Si l’on demandait aux fidèles catholiques qui ont déjà assisté au lavement des pieds qui se fait durant la liturgie du Jeudi Saint quelle est la signification de ce rite, il est certain qu’ils donneraient une explication qui ne seraient pas différente de celle que pourraient donner les Protestants : il s’agit de rappeler l’importance de la charité et du service humble que tous les disciples du Christ doivent pratiquer les uns envers les autres. Voilà donc à quoi a été réduit le “Mandatum” : une invitation à s’entraider ; puisque vous me lavez les pieds, je vais laver les vôtres... Le “Mandatum” est désormais perçu comme une coutume luthérienne ou anglicane :
Pourtant, si l’on interroge l’histoire de la liturgie et qu’on lit les commentaires patristiques, on constate que le lavement des pieds n’a jamais été compris comme étant le signe d’un service mutuel. Le lavement des pieds lié au sacerdoce d’Aaron et des Lévites, dans l’Ancien Testament, a toujours été une préfiguration du “Mandatum” de la liturgie du Jeudi Saint par lequel le Christ a voulu préparer ses Apôtres au sacerdoce de la Nouvelle alliance. En raison de cette compréhension, les Pères de l’Église ont donné au rite du lavement des pieds une interprétation visant à faire saisir que les Apôtres devaient être purifiés et conformés au Christ-prêtre. En d’autres termes, le rite du “Mandatum” a toujours porté sur le statut et l’identité du prêtre comme “alter Christus” et devait, de ce fait, demeurer réservé aux membres du clergé. En 1955, Pie XII a autorisé que les laïcs puissent remplacer les prêtres lorsque, dans une paroisse, le nombre de clercs était insuffisant. Cette décision a été particulièrement bien accueillie par l’aile progressiste qui se montrait opposée à la nature hiérarchique de l’Église. Sans surprise, l’autorisation a été exploitée par ceux qui commençaient à contester l’idée de sacerdoce ministériel. Le P. Yves Congar avait alors déclaré : “Nous sommes encore loin de tirer les conséquences de la redécouverte du fait que toute l’Église est un seul Peuple de Dieu et que les fidèles la composent avec le clergé. Inconsciemment, nous avons encore l’idée que l’Église est composée du clergé et que les fidèles ne sont que leurs bénéficiaires ou leur clientèle. Cette horrible conception est inscrite dans tant de structures et de coutumes qu’elle semble gravée dans la pierre et qu’il difficile de changer quoi que ce soit. C’est pourtant une trahison de la vérité. Il reste encore beaucoup à faire pour décléricaliser notre conception de l’Église.”

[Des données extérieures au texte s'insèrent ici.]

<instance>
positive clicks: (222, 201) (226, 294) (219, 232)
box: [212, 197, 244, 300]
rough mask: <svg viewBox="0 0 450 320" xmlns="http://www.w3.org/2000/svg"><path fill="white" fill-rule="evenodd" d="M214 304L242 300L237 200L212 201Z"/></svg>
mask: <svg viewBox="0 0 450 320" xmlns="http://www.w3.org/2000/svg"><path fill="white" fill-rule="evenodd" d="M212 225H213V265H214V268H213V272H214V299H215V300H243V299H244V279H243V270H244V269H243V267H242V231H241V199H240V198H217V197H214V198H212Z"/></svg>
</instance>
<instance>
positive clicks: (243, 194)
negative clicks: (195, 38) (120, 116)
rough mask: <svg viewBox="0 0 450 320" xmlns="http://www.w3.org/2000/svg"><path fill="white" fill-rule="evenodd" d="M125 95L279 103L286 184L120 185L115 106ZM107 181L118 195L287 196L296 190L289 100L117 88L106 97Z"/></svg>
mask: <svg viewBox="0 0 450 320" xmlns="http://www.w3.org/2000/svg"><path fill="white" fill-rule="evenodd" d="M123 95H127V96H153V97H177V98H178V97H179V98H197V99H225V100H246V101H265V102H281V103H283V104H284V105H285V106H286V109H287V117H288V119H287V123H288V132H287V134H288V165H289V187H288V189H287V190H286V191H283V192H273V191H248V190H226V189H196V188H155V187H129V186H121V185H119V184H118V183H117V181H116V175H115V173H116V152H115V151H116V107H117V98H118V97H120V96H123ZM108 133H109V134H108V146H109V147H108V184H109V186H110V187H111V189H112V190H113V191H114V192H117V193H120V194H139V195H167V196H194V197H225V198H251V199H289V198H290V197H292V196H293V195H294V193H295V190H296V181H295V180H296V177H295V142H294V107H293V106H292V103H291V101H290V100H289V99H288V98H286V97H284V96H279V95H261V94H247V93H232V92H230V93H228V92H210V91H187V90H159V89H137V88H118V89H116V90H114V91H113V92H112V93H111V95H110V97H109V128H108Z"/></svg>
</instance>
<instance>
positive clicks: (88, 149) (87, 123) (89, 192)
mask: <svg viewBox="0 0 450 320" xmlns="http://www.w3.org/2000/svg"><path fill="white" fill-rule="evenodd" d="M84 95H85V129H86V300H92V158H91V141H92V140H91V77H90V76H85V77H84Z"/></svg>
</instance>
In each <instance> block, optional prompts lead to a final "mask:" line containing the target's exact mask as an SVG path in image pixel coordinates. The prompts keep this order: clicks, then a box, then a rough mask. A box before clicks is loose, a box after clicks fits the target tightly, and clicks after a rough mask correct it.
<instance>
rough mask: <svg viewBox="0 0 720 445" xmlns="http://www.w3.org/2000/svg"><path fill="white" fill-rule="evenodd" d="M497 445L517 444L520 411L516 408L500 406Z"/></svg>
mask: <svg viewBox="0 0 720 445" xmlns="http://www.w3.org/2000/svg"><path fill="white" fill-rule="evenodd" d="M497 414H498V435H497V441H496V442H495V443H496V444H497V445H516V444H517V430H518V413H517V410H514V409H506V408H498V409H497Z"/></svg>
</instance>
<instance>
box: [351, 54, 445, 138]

En lavant les pieds à des fidèles laïcs, dont des femmes, le pape François n’a pas joué en faveur d’une redécouverte du véritable sens du “mandatum”. A son exemple, on se fait un point d’honneur de laver maintenant les pieds à des femmes et dans certaines paroisses, ce sont même des laïcs des deux sexes qui lavent les pieds d’autres laïcs. Si l’on ajoute à cela le fait que la liturgie du Jeudi Saint est (malgré une interdiction du Siège apostolique qui n’a jamais été levée) célébrée sur des tables dressées dans les nefs, on voit que ce sont des communautés paroissiales entières qu’on fait glisser vers le protestantisme, c’est-à-dire vers une Église progressivement sans prêtres, sans sacrements et sans doctrine objective. Le schisme est donc à nos portes.